I have a dataframe as below
我有如下的数据aframe
df = pd.DataFrame({'a':[1,1,1,2,2,2],
'b': [10, 20, 30, 20, 40, 60],
'c': [80, 80, 80, 120, 120, 120]})
I want to get 3D array
我想要得到3D数组
array([[[ 1, 10, 80],
[ 2, 20, 120] ],
[[ 1, 20, 80] ,
[ 2, 40, 120] ],
[[ 1, 30, 80],
[ 2, 60, 120]]], dtype=int64)
I do like this
我非常喜欢这
values = df.values
values.reshape(3, 2, 3)
and get an incorrect array. How to get the expected array?
得到一个错误的数组。如何获得预期的数组?
2 个解决方案
#1
3
Get the array data, then reshape splitting the first axis into two with the first of them being of length 2
giving us a 3D
array and then swap those two axes -
获取数组数据,然后将第一个轴分解为两个,第一个轴长度为2,得到一个3D数组,然后交换这两个轴-
df.values.reshape(2,-1,df.shape[1]).swapaxes(0,1)
Sample run -
样本运行-
In [711]: df
Out[711]:
a b c
0 1 10 80
1 1 20 80
2 1 30 80
3 2 20 120
4 2 40 120
5 2 60 120
In [713]: df.values.reshape(2,-1,df.shape[1]).swapaxes(0,1)
Out[713]:
array([[[ 1, 10, 80],
[ 2, 20, 120]],
[[ 1, 20, 80],
[ 2, 40, 120]],
[[ 1, 30, 80],
[ 2, 60, 120]]])
This gives us a view into the original data without making a copy and as such has a minimal constant time.
这使我们不用复制就能看到原始数据,因此具有最小的常数时间。
Runtime test
运行时测试
Case #1 :
例# 1:
In [730]: df = pd.DataFrame(np.random.randint(0,9,(2000,100)))
# @cᴏʟᴅsᴘᴇᴇᴅ's soln
In [731]: %timeit np.stack(np.split(df.values, 2), axis=1)

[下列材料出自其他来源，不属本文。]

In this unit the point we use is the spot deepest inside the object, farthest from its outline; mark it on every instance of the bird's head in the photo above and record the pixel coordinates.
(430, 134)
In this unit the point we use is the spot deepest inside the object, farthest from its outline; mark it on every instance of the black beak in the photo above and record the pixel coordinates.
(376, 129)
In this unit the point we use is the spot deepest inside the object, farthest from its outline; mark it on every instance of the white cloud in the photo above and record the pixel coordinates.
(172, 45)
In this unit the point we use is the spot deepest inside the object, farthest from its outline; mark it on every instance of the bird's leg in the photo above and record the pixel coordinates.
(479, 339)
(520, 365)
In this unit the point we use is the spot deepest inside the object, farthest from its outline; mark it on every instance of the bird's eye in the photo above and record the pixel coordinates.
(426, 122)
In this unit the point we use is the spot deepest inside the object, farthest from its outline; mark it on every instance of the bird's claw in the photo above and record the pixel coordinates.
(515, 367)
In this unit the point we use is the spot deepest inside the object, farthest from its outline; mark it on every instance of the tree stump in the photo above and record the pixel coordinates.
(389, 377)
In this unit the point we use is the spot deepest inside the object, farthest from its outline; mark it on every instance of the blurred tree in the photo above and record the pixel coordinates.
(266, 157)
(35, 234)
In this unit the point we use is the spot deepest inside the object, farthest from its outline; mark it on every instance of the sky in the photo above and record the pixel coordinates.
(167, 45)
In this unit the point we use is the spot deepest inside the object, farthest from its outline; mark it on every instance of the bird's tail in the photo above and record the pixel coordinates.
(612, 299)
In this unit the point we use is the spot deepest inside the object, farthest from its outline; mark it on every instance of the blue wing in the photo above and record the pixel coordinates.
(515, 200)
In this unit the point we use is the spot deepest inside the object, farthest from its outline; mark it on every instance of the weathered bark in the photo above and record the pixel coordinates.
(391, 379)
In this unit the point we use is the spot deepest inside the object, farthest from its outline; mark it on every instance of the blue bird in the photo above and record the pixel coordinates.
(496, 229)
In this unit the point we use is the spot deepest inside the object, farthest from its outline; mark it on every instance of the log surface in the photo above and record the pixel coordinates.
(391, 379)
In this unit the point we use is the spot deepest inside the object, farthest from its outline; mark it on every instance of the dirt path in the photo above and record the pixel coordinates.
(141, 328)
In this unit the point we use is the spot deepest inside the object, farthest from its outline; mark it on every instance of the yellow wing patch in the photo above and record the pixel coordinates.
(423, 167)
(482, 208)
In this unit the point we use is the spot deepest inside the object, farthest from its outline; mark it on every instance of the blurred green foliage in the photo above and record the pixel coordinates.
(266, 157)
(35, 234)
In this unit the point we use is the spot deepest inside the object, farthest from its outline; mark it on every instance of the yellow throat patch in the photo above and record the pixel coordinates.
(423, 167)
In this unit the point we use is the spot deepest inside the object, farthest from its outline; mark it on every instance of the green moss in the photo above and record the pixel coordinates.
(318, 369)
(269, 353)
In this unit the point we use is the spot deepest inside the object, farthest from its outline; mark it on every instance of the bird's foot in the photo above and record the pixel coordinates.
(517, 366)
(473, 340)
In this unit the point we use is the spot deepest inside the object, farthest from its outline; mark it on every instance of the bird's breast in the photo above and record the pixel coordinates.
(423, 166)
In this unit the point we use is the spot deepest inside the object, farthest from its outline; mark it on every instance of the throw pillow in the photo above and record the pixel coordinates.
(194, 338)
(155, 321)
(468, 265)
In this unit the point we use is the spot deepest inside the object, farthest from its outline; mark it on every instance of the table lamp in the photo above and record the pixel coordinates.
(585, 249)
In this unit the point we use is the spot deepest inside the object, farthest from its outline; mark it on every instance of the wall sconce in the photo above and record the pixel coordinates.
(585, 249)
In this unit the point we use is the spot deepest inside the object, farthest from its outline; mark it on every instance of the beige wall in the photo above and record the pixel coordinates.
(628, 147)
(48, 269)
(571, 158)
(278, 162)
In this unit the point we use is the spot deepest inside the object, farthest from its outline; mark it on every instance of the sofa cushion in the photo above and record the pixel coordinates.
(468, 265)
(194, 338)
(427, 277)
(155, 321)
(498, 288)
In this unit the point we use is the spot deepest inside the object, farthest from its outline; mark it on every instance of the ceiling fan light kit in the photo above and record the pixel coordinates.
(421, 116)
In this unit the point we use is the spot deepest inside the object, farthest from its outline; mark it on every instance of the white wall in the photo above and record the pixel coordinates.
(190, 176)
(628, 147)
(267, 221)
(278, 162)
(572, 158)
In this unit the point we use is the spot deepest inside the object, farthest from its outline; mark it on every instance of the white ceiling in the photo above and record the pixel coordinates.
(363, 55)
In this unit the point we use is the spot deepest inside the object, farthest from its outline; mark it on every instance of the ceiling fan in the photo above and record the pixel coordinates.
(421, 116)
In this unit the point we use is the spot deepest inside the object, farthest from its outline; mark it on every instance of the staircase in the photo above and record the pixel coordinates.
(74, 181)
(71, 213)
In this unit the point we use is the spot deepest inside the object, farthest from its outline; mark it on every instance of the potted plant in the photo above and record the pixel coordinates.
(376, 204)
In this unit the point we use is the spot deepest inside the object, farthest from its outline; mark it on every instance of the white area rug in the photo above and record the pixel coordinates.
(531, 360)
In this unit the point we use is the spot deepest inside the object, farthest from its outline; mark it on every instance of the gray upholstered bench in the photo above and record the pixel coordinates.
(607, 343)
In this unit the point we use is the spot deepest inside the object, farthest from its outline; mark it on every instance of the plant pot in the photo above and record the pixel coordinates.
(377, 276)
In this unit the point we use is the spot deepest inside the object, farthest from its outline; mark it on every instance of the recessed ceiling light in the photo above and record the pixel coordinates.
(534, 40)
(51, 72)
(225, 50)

10000 loops, best of 3: 109 µs per loop
In [732]: %timeit df.values.reshape(2,-1,df.shape[1]).swapaxes(0,1)
100000 loops, best of 3: 8.55 µs per loop
Case #2 :
例# 2:
In [733]: df = pd.DataFrame(np.random.randint(0,9,(2000,2000)))
# @cᴏʟᴅsᴘᴇᴇᴅ's soln
In [734]: %timeit np.stack(np.split(df.values, 2), axis=1)
100 loops, best of 3: 4.3 ms per loop
In [735]: %timeit df.values.reshape(2,-1,df.shape[1]).swapaxes(0,1)
100000 loops, best of 3: 8.37 µs per loop
#2
2
Try np.split
+ np.stack
:
尝试np。分+ np.stack:
np.stack(np.split(df.values, 2), axis=1)
array([[[ 1, 10, 80],
[ 2, 20, 120]],
[[ 1, 20, 80],
[ 2, 40, 120]],
[[ 1, 30, 80],
[ 2, 60, 120]]])
#1
3
Get the array data, then reshape splitting the first axis into two with the first of them being of length 2
giving us a 3D
array and then swap those two axes -
获取数组数据,然后将第一个轴分解为两个,第一个轴长度为2,得到一个3D数组,然后交换这两个轴-
df.values.reshape(2,-1,df.shape[1]).swapaxes(0,1)
Sample run -
样本运行-
In [711]: df
Out[711]:
a b c
0 1 10 80
1 1 20 80
2 1 30 80
3 2 20 120
4 2 40 120
5 2 60 120
In [713]: df.values.reshape(2,-1,df.shape[1]).swapaxes(0,1)
Out[713]:
array([[[ 1, 10, 80],
[ 2, 20, 120]],
[[ 1, 20, 80],
[ 2, 40, 120]],
[[ 1, 30, 80],
[ 2, 60, 120]]])
This gives us a view into the original data without making a copy and as such has a minimal constant time.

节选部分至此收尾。